“There was a time when we proclaimed that we were part of a beautiful and fragmented chaos of affinity groups, conflicted organizations, disorganized rebels, all of whom were somehow part of the same social movement that was greater than the sum of its parts. We were more accurately a disorganized mob of enraged plebeians shaking our fists at a disciplined imperial army. Years ago we spoke of social movementism but now it only makes sense to drop the ‘social’ since this phase of confusion was incapable of understanding the social terrain. Disparate, unfocused, and divided movements lack a unified intentionality; they have proved themselves incapable of pursuing the necessity of communism.”
Five years ago The Communist Necessity was written to demarcate a revolutionary politics grounded in necessity from social movementism, and revolutionary science from contemporary intellectual fads. Now J. Moufawad-Paul’s notorious polemic is back, still relevant and prescient.
This second edition of Moufawad-Paul’s first book includes a preface by Dao-yuan Chou and a reflective afterword by the author. New readers can discover why the recognition of communism’s necessity “requires a new return to the revolutionary communist theories and experiences won from history.”
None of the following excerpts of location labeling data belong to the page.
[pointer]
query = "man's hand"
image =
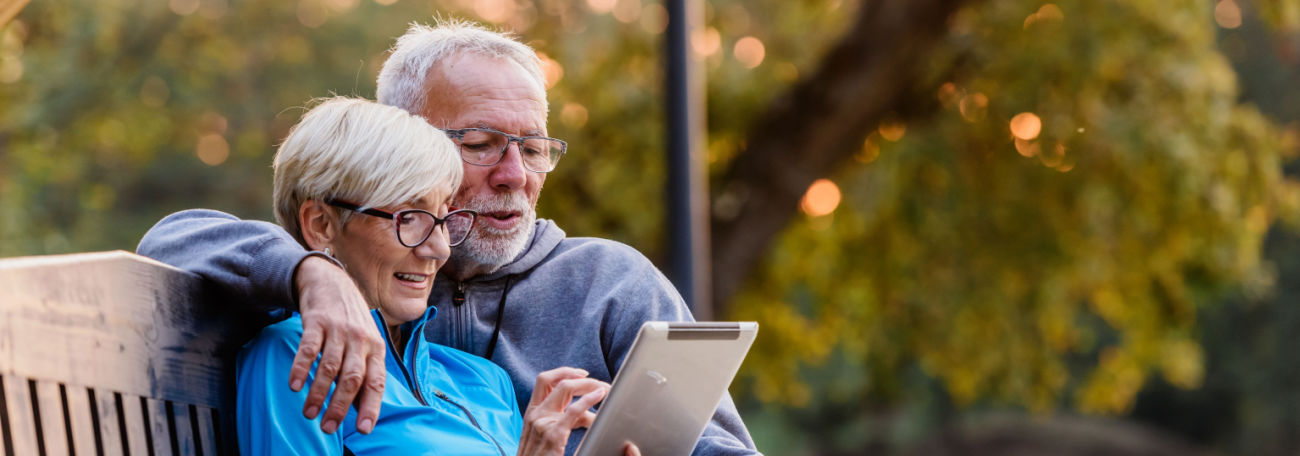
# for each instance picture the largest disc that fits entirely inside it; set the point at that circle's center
(337, 325)
(553, 412)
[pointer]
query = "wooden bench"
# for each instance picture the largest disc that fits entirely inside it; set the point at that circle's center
(112, 354)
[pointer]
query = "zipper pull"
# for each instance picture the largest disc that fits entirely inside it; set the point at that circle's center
(458, 298)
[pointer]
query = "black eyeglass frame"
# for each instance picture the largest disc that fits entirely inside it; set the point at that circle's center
(460, 134)
(397, 228)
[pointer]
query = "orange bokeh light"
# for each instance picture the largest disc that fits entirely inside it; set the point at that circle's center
(822, 198)
(1227, 14)
(1026, 126)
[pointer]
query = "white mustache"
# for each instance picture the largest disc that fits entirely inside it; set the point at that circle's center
(498, 203)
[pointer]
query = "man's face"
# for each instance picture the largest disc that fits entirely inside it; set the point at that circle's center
(476, 91)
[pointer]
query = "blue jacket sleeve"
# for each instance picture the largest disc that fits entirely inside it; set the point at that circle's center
(646, 295)
(248, 261)
(268, 415)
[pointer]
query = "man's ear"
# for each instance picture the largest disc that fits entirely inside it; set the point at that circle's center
(317, 224)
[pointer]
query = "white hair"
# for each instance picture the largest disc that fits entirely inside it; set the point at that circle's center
(404, 74)
(363, 152)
The Communist Necessity is a polemical interrogation of the practice of “social movementism” that has enjoyed a normative status at the centres of capitalism. Despite the fact that the name “communism” has been reclaimed by a variety of important intellectuals, J. Moufawad-Paul argues that, due to a failure to grapple with the concrete questions connected to historical moments of actually making revolution, movementist praxis remains hegemonic. More of a philosophical intervention than a historiography or political economy, The Communist Necessity engages in a quick and pointed manner with a variety of authors and tendencies including Alain Badiou, Jodi Dean, the Invisible Committee, Tiqqun, Théorie Communiste, and others. Moufawad-Paul argues that a refusal to recognize contemporary revolutionary movements from the 1980s to the present results in the reification of a capitalist “end of history” discourse within this movementist conceptualization of theory and practice.
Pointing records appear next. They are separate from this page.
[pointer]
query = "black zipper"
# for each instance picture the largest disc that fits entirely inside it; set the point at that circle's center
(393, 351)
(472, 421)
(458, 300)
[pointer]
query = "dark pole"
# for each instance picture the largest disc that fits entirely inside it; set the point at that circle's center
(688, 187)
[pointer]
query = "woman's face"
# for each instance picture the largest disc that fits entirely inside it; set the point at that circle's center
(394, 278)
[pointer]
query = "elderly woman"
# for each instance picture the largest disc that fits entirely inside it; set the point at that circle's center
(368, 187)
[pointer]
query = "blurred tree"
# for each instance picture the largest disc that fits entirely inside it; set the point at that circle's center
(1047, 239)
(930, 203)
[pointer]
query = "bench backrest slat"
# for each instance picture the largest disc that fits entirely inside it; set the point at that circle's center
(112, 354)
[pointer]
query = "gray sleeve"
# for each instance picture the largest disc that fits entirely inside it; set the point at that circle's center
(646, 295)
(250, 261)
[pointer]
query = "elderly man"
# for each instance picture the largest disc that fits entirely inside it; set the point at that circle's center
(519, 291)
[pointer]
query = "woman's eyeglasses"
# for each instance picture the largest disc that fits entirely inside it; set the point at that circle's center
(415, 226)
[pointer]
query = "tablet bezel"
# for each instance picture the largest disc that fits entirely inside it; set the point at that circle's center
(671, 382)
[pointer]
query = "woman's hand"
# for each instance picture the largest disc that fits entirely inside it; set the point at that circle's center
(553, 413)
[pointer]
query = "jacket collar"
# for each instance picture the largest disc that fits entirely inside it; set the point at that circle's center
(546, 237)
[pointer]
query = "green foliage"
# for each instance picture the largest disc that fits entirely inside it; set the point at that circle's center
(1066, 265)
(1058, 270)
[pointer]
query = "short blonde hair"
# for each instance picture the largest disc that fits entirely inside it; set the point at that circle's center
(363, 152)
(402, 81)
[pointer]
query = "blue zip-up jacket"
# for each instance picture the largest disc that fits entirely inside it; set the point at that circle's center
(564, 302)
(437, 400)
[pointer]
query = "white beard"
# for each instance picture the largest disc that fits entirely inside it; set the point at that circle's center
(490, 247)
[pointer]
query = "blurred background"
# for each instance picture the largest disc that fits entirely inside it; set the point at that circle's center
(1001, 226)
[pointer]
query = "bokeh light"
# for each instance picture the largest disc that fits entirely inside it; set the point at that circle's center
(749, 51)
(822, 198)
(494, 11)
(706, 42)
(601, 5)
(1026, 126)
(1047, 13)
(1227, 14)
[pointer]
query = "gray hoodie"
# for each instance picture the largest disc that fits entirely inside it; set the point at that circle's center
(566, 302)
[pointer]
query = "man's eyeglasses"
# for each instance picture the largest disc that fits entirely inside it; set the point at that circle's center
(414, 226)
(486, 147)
Originally written as a small essay on the left-wing blog MLM Mayhem, The Communist Necessity was expanded into a pocket-sized treatise in 2015, sketching out the boundaries of the movementist terrain, as well as its contemporary ideologues, so as to raise questions that may be uncomfortable for those still devoted to movementist praxis, particularly if they define themselves as marxist. Aware of his past affinity with social movementism, and with some apprehension of the problem of communist orthodoxy, Moufawad-Paul argues that the recognition of communism's necessity “requires a new return to the revolutionary communist theories and experiences won from history.”
J. Moufawad-Paul lives in Toronto and works as casualized contract faculty at York University where he received his PhD in philosophy. He is the author of Austerity Apparatus, Continuity and Rupture, and Demarcation and Demystification.
Dao-yuan Chou is an organizer and author of Silage Choppers and Snake Spirits.